The Greek people, like the Irish people, are tired of the imposition of austerity and the banking crisis being the excuse for the savage attack on workers’ living standards and terms and conditions.
What the current round of negotiations between the Greek government and the troika has exposed is the real nature of the European Union itself. Even Michael Noonan, the tame poodle of the European Union, has had to acknowledge that even EU finance ministers have been kept in the dark and outside the negotiations. It is the institutions and the political and controlling structures established by the EU that are conducting them. The fraudulent “negotiations” since January are little more than a charade, laying bare the real power structures and the real economic interests that the European Union was established to protect, advance, and secure, that of the big European monopoly corporations and finance houses.
There is a growing awareness among millions of people throughout Europe of the EU’s real nature and of whose interests it serves.

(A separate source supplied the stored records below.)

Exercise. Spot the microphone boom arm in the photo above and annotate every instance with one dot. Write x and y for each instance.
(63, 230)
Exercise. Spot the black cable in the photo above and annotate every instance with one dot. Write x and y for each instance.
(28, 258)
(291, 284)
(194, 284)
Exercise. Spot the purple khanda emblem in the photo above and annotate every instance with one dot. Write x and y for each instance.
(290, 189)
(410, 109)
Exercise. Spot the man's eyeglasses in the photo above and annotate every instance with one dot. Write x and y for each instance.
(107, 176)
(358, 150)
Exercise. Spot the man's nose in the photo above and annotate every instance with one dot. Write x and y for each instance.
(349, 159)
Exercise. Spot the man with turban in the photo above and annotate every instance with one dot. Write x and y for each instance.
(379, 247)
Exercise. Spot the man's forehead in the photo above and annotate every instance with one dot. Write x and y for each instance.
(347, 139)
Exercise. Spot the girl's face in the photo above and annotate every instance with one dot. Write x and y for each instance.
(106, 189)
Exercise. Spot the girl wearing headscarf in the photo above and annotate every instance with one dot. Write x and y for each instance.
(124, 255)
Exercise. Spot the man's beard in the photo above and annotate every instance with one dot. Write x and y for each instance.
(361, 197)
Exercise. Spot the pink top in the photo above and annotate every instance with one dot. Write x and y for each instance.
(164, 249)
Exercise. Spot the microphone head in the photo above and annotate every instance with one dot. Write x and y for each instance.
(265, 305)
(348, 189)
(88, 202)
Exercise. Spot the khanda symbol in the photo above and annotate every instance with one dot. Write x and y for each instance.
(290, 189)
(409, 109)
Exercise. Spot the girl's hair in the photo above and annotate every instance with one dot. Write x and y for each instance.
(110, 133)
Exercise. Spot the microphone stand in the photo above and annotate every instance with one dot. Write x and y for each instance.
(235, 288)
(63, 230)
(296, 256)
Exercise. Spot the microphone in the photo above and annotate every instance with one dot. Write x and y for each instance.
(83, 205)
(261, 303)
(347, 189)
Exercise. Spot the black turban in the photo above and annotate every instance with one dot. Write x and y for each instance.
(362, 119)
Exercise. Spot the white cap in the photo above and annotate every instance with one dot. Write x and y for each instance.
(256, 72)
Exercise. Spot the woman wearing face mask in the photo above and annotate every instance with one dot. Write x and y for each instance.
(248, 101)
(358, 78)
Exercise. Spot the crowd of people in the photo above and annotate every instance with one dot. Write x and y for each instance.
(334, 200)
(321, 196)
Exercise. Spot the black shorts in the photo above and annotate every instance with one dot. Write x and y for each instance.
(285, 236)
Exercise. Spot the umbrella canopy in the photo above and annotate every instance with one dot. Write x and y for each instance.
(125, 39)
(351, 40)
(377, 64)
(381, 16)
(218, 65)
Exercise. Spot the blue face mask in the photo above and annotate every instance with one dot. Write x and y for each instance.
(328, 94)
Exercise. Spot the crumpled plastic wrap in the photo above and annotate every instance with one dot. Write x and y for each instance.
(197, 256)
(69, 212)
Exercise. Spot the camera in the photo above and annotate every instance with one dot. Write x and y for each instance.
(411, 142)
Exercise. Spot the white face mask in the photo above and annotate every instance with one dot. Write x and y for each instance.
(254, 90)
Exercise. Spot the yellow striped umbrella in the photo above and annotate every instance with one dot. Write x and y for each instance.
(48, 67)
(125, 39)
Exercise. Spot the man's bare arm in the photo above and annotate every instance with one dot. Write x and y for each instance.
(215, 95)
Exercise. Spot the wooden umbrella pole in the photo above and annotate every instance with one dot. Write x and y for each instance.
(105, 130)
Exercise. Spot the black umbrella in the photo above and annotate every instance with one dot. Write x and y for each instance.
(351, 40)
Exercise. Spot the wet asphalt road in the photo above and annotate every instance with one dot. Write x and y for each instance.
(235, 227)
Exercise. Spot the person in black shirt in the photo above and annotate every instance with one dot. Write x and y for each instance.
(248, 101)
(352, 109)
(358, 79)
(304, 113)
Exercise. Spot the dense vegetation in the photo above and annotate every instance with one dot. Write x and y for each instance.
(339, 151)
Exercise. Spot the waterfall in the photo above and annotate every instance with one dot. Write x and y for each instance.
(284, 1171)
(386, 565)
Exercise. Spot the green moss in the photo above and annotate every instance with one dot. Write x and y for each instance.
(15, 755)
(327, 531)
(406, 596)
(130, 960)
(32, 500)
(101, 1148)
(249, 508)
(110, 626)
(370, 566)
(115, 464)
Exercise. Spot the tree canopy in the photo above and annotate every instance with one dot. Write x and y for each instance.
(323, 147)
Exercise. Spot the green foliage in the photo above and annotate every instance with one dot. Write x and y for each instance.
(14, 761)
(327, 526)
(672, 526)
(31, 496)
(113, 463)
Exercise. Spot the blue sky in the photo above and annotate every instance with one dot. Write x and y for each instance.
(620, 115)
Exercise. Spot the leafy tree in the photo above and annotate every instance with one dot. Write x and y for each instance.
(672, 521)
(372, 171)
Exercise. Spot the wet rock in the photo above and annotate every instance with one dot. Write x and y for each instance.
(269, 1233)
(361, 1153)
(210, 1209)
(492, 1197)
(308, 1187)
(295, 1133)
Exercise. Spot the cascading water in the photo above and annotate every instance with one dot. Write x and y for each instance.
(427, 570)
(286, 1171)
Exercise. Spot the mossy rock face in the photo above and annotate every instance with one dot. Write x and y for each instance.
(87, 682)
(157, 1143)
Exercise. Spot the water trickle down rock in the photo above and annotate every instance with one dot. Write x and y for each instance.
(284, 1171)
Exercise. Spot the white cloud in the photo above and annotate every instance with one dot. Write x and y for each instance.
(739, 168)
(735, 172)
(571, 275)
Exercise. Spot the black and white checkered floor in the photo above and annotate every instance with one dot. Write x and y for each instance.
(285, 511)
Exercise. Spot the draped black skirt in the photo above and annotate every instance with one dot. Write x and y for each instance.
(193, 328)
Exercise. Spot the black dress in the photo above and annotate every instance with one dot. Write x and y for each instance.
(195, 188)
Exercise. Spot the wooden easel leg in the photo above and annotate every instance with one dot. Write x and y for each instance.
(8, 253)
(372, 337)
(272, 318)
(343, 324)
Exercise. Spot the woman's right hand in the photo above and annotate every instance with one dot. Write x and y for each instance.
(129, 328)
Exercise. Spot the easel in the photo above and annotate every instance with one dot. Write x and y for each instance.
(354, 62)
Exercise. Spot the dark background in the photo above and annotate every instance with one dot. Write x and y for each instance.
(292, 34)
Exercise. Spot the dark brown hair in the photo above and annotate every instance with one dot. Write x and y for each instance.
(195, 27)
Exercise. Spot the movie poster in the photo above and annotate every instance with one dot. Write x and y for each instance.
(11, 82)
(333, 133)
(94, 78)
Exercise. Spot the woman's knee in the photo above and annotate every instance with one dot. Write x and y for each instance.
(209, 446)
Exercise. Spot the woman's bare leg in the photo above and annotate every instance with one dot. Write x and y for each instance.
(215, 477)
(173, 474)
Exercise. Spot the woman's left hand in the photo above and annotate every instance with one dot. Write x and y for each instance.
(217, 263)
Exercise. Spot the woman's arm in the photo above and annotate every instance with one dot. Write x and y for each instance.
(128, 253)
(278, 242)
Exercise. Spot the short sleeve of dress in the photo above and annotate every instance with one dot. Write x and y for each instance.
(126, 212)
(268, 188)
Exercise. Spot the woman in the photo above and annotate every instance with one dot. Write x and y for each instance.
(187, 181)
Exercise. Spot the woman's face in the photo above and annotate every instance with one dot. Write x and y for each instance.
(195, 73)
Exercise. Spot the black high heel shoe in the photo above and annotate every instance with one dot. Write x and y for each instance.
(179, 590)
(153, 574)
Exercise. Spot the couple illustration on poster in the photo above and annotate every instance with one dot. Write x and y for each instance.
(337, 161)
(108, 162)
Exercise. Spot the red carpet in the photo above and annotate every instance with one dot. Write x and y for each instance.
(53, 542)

This can only lead, in the eyes of working people, to a deepening crisis of legitimacy for the European Union.
While the Irish government appears to be playing its part in enthusiastically imposing a regime of destitution on the people of Greece, it is the duty of the Irish labour movement to demand less EU and more democracy here in Ireland, for more economic, political and social decisions to be decided and implemented in accordance with the needs of the Irish people and not those imposed by the European Union.
Only those who see the world through the rose-tinted glasses carefully polished by the EU Commission and the corporate lobbyists continue to accept the illusion of some great democratic peace project under construction.
The CPI once again expresses its solidarity with the Greek working class and encourages the building of support for the forthcoming battles of the Greek people to defend themselves, their families, and their communities.
This is a struggle in which working people throughout Europe need to stand together. An injury to one is the concern of all. If they defeat the Greek workers it will have an impact here in Ireland and on workers everywhere.